I have a new Tuxedo Urchin in my 30 gal reef tank. It's been quite entertaining to see things get stuck to it as it wanders around the tank. Lately though it seems a little excessive. He's now got some mushroom coral stuck to him.

I was wondering if it would be wise to help remove some stuff, or is it safe to just leave it the way he is.

Thanks,
Brandon.


----------



## budahrox

I'm by no means an expert but have heard that the more stuff they pick up the healthier & happy they are.
If so, sounds like your guy is doing very well.
Cheers!!!


----------



## beaux

No idea but he is just cool as a cat poot!


----------



## sdfish223

I always just let mine carry whatever it happened too pick up, never seemed to be hurting anything.


----------



## Rastapus

It is correct, carrying around items with them is a sign of health. All good.


----------



## Keri

Mine carries all sorts of junk around, he seems to prefer bits of algae clip (which he disassembles) and zoanthids


----------



## effox

That looks annoying actually. Glad I didn't grab one from J&L, I'd be rather frustrated with them jacking stuff.


----------



## Keri

effox said:


> That looks annoying actually. Glad I didn't grab one from J&L, I'd be rather frustrated with them jacking stuff.

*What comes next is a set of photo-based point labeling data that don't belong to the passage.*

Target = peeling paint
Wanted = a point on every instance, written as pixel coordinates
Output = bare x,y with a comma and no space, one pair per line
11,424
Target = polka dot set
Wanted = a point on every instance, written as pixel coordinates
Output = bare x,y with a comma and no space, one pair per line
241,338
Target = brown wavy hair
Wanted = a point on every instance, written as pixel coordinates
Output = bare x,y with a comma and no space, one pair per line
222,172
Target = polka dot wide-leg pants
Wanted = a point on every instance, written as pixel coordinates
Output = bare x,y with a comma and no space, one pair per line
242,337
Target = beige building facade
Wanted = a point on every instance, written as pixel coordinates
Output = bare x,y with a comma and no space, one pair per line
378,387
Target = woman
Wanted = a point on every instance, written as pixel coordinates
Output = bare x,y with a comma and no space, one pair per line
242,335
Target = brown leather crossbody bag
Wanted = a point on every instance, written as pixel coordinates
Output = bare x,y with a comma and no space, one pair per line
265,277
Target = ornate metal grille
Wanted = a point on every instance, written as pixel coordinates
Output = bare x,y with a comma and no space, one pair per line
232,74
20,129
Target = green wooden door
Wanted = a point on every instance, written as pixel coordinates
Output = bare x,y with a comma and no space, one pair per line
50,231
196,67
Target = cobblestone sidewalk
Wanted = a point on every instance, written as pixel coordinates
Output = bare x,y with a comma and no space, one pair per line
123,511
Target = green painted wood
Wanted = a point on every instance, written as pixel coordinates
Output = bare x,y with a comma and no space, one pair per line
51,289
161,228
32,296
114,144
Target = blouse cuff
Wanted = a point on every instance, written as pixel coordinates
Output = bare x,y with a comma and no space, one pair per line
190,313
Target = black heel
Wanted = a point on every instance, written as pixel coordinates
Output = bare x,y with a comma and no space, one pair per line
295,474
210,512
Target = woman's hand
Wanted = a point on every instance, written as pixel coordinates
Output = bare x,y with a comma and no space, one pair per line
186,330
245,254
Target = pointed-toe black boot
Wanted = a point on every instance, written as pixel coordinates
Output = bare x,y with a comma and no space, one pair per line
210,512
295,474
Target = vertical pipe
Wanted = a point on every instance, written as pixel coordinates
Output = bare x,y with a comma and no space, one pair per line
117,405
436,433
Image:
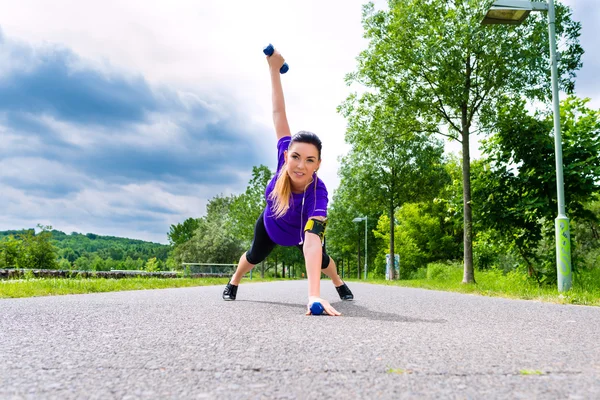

Yeah, especially in a frag tank 

Not too much he can mess with in the tank I have now but my old one (not a tuxedo but one if the "coloured" ones from J&l) grew giant and charged thru my frag rack like godzilla on a bad day


----------



## fkshiu

I call this "Le Toupee":


----------



## beaux

Baaaaahahaha! So cool i must have one! I have no frag rack and theres 55 galons of reef stuff to cover himself with!


----------



## hunggi74

fkshiu said:


> I call this "Le Toupee":


that's gotta be one of the funniest captions I've seen ever!!! :bigsmile::lol:


----------



## bvlester

Looks like he is trying to run away. Ha ha.


----------